I'm puzzled, most of my adult life I believed that using absolute paths are one of the tell-tell signs of bad programmers.

Seeing things like open(C,"C:\perl5\modules\my-stuff\sth"); made me shrivel and run away...

But now, I've been reading excellent tutorial on thread-safety, and there, absolute paths are a must. You're supposed to convert your old, non-thread safe, relative-path-using modules, into new, shiny, absolute-path-using jewels of thread safety.

The reason is understandable - different threads share single CWD, thus, for them not to step on each other toe, you're supposed to use absolute paths. This reason is fine, and hard to argue with...

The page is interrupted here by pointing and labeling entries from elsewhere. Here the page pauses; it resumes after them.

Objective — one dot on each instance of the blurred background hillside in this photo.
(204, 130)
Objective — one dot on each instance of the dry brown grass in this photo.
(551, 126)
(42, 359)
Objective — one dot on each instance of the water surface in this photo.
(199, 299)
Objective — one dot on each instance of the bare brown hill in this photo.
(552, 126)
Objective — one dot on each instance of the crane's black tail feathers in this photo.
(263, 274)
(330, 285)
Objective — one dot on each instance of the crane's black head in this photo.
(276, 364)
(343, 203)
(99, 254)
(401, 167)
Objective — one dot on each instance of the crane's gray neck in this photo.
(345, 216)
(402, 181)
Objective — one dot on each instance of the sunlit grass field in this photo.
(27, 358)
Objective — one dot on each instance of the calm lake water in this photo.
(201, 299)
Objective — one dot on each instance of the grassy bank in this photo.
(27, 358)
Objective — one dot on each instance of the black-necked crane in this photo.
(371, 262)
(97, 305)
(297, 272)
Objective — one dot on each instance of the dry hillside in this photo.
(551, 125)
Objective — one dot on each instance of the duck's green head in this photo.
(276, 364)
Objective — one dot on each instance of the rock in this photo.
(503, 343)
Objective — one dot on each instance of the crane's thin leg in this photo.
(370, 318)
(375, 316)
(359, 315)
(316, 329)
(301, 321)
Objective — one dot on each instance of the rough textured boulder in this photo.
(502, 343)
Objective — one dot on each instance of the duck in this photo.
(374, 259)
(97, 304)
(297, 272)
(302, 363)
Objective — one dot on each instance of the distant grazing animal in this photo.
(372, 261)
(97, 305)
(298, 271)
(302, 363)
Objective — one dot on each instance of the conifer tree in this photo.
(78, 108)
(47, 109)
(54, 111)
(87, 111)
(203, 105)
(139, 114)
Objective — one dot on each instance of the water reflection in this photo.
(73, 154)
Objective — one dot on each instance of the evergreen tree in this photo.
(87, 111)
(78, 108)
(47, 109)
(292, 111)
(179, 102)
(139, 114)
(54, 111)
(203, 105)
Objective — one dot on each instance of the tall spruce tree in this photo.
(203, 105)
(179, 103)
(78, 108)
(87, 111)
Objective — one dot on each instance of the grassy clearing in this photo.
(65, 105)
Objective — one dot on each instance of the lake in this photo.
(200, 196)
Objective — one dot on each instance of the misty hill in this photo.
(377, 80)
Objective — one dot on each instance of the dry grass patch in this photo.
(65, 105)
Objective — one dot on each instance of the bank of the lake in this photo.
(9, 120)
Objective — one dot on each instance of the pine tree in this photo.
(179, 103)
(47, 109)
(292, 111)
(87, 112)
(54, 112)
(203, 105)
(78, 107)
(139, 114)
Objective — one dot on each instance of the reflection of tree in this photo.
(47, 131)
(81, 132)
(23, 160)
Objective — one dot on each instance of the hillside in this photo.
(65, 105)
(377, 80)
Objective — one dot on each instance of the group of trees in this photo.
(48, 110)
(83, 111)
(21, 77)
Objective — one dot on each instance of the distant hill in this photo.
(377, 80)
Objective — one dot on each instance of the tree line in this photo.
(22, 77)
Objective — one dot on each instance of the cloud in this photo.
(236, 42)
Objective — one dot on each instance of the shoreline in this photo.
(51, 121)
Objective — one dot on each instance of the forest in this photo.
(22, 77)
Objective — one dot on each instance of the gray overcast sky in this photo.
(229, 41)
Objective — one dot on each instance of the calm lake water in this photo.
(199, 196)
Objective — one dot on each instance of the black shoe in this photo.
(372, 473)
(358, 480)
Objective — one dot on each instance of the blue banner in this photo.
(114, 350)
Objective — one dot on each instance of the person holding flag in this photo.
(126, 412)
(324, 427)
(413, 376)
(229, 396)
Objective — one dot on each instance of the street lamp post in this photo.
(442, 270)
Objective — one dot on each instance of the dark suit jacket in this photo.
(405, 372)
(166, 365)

How can I make this change, I've accumulated lot's of examples and fine reasons for avoiding absolut paths througout my life, and avoiding them became a second nature.

UPDATE Think about this as a case for accessing hierarchical databases (and typical filesystem is an example of such).

By using absolute path (be it hardcoded, or constructed with File::Spec->catfile($prefix, $relative);) you're reducing it to a flat space.

The filename "/fs/sth/db/category/subcategory/file" instead of address, becomes just a long name...

THAT is the evil pattern here, and THAT is the thing I'm having a hard time adjusting to.

This leads to inefficencies (with pattern

chdir($workdir); foreach ($files) { workOnFile(); }
) you're going through filesystem hierarchy only once, with
workOnSomeFile($cwd,$file); ... workOnSomeOtherFile($cwd,$file);
you're going through it many times, which is costly.

Java programmers tend to write sth like this: chdir("/some/dir1/dir2");..workOnFile("/some/dir1/dir2/file") which I find highly unelegant and slightly disturbing.

Do you know of a way to overcome a mental barrier before I can start writing code like that without feeling guilty?